¿Por qué buscamos la perfección? ¿Creemos acaso que eso nos va a proporcionar la felicidad que pueda faltar en nuestras vidas? ¿Puede ser que pensemos que en la perfección está lo recomendable, lo que nos conviene? Quizá sea así, quizá pensemos que lo bonito está en los cuentos de hadas en que todo sale a pedir de boca. Es probable que nos dé cierta satisfacción el ver que las cosas pueden salir bien, y que quizá los próximos en vivir una fantasía perfecta no seamos otros sino nosotros, no obstante, no solo de esperanzas se vive. O lo que es lo mismo, sólo de ilusiones no viviríamos más que de noche, perdiéndonos entre nuestras sábanas y dejando vagar la imaginación hasta los límites de lo posible y deseable. Son nuestras ansias de superación las que nos llevan al cambio. Tratamos de mejorar, de aumentar en valentía, aumentar en dinero, en poder, en alegría, en felicidad, y si lo hacemos es porque creemos que podemos mejorar. Podemos mejorar nosotros, podemos mejorar el mundo o podemos mejorar ambos, a la vez o no. Se trata de la sombra de la fuerza. El motor que permite la variación a través de una línea recta. Tenemos el lugar en el que estamos y el lugar al que queremos llegar como puntos de referencia. Barbaries han tenido lugar por esto, es cierto, pero también logros impensables han sido alcanzados, así pues, todo depende de cuánto se esté dispuesto a escatimar en medios para lograr el objetivo final o, siendo totalmente correctos, en la moral empleada en el transcurso de esos puntos medios requeridos.

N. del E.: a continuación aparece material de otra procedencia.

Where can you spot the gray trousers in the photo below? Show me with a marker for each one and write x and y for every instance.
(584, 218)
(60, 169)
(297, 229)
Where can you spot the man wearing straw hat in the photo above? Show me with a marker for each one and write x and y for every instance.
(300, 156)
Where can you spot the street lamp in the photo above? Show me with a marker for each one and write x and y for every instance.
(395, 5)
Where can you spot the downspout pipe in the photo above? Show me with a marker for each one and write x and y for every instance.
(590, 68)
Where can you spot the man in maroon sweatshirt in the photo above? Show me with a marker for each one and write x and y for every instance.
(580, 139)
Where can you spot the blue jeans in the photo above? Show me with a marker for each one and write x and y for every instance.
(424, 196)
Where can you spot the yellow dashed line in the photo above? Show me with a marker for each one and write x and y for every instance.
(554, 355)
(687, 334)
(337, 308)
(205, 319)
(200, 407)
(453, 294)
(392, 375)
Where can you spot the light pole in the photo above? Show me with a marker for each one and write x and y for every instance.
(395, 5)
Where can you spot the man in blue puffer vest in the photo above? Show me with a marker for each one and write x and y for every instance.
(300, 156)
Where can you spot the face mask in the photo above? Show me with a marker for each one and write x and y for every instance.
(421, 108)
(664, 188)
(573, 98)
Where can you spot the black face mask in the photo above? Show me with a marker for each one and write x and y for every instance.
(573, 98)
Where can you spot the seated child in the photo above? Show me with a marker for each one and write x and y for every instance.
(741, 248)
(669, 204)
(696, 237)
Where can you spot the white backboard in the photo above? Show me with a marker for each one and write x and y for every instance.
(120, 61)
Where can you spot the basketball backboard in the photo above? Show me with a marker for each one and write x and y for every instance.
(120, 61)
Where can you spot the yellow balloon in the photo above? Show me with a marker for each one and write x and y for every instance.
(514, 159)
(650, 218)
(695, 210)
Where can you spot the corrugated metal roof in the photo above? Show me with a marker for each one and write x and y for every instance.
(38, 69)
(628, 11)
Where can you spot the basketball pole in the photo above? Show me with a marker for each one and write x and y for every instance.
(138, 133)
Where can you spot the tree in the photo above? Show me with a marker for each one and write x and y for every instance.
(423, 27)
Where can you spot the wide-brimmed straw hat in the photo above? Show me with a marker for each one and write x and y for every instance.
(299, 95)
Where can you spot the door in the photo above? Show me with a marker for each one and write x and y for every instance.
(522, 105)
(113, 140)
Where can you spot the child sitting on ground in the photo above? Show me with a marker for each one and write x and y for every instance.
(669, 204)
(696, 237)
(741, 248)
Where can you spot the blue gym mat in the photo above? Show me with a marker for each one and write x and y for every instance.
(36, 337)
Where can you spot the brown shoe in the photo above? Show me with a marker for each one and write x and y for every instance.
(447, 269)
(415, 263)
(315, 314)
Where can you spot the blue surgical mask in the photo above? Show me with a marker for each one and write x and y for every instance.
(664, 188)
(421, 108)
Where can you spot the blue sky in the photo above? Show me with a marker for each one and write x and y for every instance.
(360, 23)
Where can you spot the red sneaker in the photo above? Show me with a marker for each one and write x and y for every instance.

Esta fue la motivación de Jarvia. Estaba solo en la vida, y llevaba mucho tiempo así. Nunca había sido una persona especialmente sociable, nunca había llegado a formar una familia, y la suya, pequeña como pocas, hacía tiempo que había abandonado este mundo. Tenía poco más aparte de su insulso y poco gratificante trabajo, que ahora realizaba con la monotonía habitual en él. Las hojas con una cantinela aburrida se movían de una en una aposentándose en una pila que iba cobrando altura a medida que más y más papeles eran revisados. La tinta empapaba la pluma y con minuciosidad y pulcritud se iba depositando en trazos firmes pero carentes de carácter en las hojas. Babel iba creciendo de la mano del contable mientras la muñeca observaba la caótica y pintoresca construcción, impasible. Por eso había decidido adquirir aquella muñeca, por su soledad. Había decidido que no quería estar solo desde el primer momento, pero no sabía cómo llevar eso a cabo. Sucedió que, llevando la contabilidad de un tal Monsieur D’abarie descubrió un hecho muy curioso, a partir de cierto día los ingresos del mismo disminuyeron de manera notable. No llegó ni mucho menos a dejar de ser rentable, pero sí fue un pico que se encargó de investigar. A través de pesquisas y preguntas varias llegó a averiguar que coincidía con el establecimiento de un nuevo juguetero a la ciudad, procedente de Italia. Esto en sí mismo no le habría supuesto ninguna novedad y problema, pero los que le hablaron de esta tienda también le hablaron de que los juguetes eran un portento. Que eran piezas únicas con personalidad propia.
Era poco dado a este tipo de imaginaciones y fantasías, pero tampoco tenía nada que perder y, en el peor de los casos, acabaría con un juguete en casa. Había escogido aquél día en concreto porque no quería que nadie le viera en su transcurso, y era obvio que había acertado, nadie salía en aquella ciudad esos días. Por esto tenía entonces a su muñeca encima de la mesa, a la que su vista se desviaba involuntariamente en varias ocasiones. Había decidido hacerla feliz.
La tomó en sus brazos, dejando de un lado la incontestable mole de origen arbóreo y color blanco que le amenazaba con su sombra. Miró su aspecto, su triste sonrisa y su fragilidad aparente. Quería solucionarla.
-¿Qué necesitas para ser feliz? –le preguntó, sintiéndose estúpido.
De repente, sintió que conocía la respuesta. De repente, sintió que todos los otros juguetes de Umberto debían desaparecer.